The U.S. debt-to-GDP ratio is well above that threshold and has been for some time. Earlier research by economists Carmen Reinhart and Kenneth Rogoff, covering 44 countries, identified a somewhat higher tipping point of 90%, but the conclusion was the same: past a certain level, debt becomes a persistent headwind on growth. Reasonable people disagree on the exact number, but few economists dispute that the relationship exists.
Less Room to Respond to Emergencies
Recessions, pandemics, natural disasters, and military conflicts all require governments to spend heavily in a short window. A country carrying moderate debt can borrow quickly to fund stimulus checks, emergency relief, or a military buildup, then pay down the balance once the crisis passes. A country already deep in debt has far less flexibility.
Part of the constraint is mechanical. The debt ceiling restricts how much the Treasury can borrow at any given time, and political fights over raising it become more fraught as the total debt grows. But the deeper issue is financial. When debt is already high and interest costs are already consuming a large share of the budget, new borrowing adds interest on top of interest. Investors may also demand higher rates to lend to a government they see as increasingly stretched, making emergency borrowing more expensive precisely when it’s most needed.

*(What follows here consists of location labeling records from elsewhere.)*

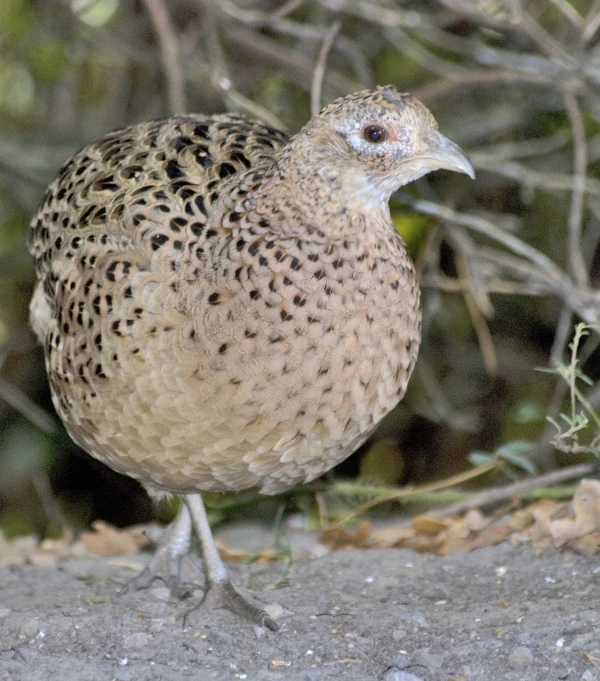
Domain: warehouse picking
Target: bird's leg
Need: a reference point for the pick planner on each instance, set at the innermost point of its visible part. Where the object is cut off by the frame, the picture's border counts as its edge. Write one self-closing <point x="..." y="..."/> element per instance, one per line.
<point x="219" y="587"/>
<point x="166" y="563"/>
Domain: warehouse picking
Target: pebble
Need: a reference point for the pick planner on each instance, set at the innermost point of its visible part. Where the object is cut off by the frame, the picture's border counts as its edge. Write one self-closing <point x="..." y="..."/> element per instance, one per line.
<point x="424" y="658"/>
<point x="395" y="674"/>
<point x="138" y="640"/>
<point x="520" y="657"/>
<point x="29" y="628"/>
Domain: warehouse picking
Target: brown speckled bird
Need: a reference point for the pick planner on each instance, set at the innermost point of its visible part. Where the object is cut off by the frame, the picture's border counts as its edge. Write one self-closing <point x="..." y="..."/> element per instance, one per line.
<point x="223" y="307"/>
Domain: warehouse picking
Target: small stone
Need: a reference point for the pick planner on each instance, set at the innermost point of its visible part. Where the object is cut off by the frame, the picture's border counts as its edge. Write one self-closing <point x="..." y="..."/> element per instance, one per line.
<point x="395" y="674"/>
<point x="427" y="659"/>
<point x="156" y="626"/>
<point x="161" y="593"/>
<point x="520" y="657"/>
<point x="138" y="640"/>
<point x="29" y="628"/>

A higher debt-to-GDP ratio signals to lenders and rating agencies that a country may struggle to repay. That perception alone can raise borrowing costs and narrow the government’s options during a downturn.

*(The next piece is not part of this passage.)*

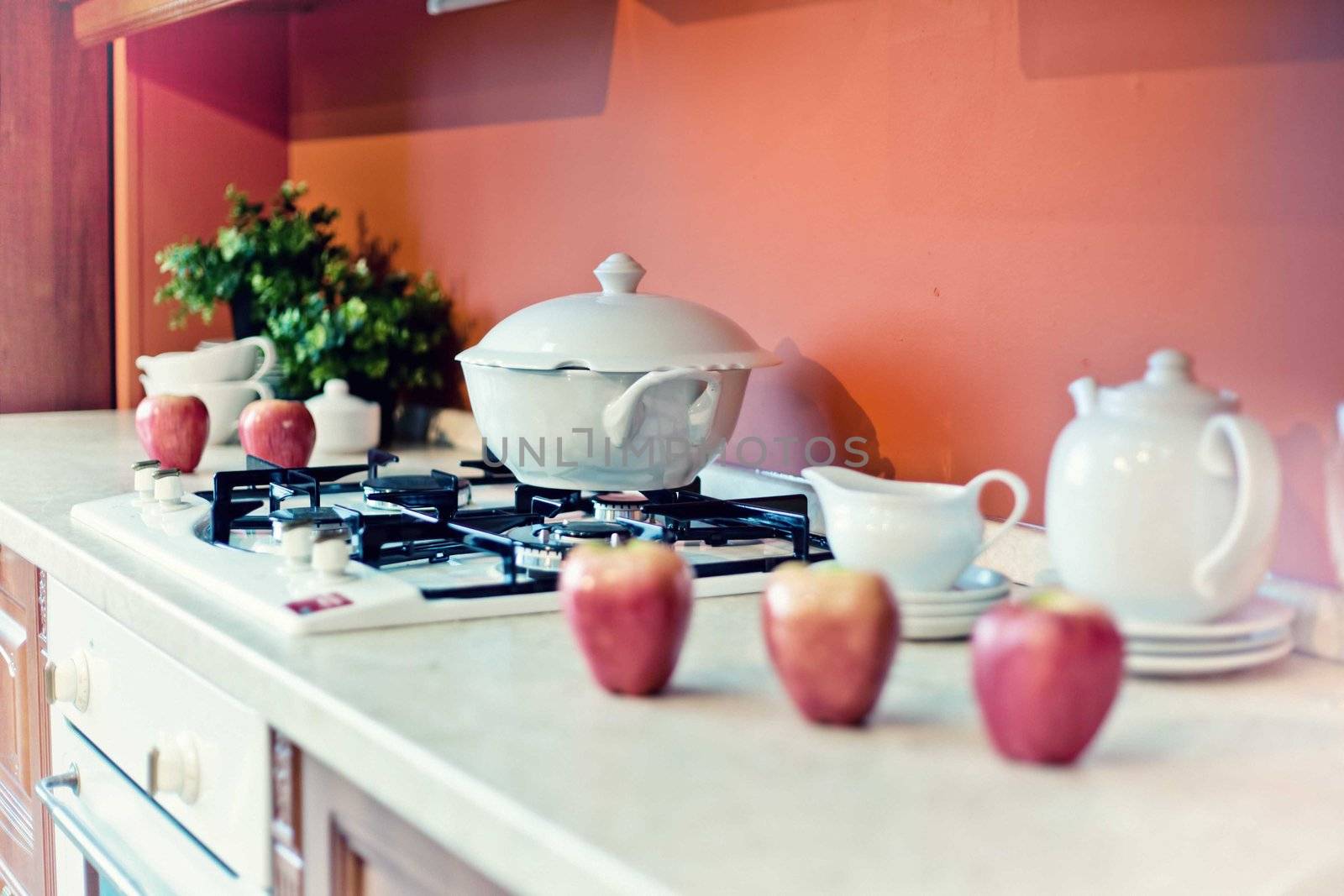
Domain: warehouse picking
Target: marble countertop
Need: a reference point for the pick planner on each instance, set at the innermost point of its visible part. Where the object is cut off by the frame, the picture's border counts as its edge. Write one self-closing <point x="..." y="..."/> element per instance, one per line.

Credit Downgrades and Dollar Risks
The United States has already had its credit rating downgraded twice, a once-unthinkable event. These downgrades matter because they signal to global investors that U.S. debt carries more risk than it used to. When investors perceive more risk, they demand higher returns, which raises the interest rate the government has to pay on new borrowing, and those higher rates ripple through the rest of the economy.
CBO has also warned that high and rising debt could erode confidence in the U.S. dollar as the world’s dominant reserve currency. The dollar’s reserve status gives the U.S. enormous advantages: it keeps demand for Treasury bonds high, holds down borrowing costs, and gives American consumers access to cheaper imports. If foreign governments and central banks begin diversifying away from the dollar, even gradually, those advantages shrink. Fitch, one of the major rating agencies, explicitly cited declining “coherence and credibility of policymaking” as a threat to the dollar’s reserve status when it downgraded U.S. debt.
The Risk of a Fiscal Crisis
The most severe scenario, and the hardest to predict, is a fiscal crisis: a sudden loss of investor confidence in the government’s ability to manage its debt. In such an event, interest rates would spike abruptly, the cost of rolling over existing debt would soar, and financial markets would face serious disruption. CBO identifies growing federal debt as a factor that increases this risk over time.
A fiscal crisis doesn’t arrive with a warning. Countries that experience them often look stable right up until the moment they don’t. The U.S. benefits from deep capital markets, a strong legal system, and the dollar’s global role, all of which provide a substantial buffer. But none of those advantages are guaranteed to hold indefinitely if debt continues growing faster than the economy. The larger the debt becomes relative to GDP, the smaller the margin for error and the greater the consequences if confidence breaks.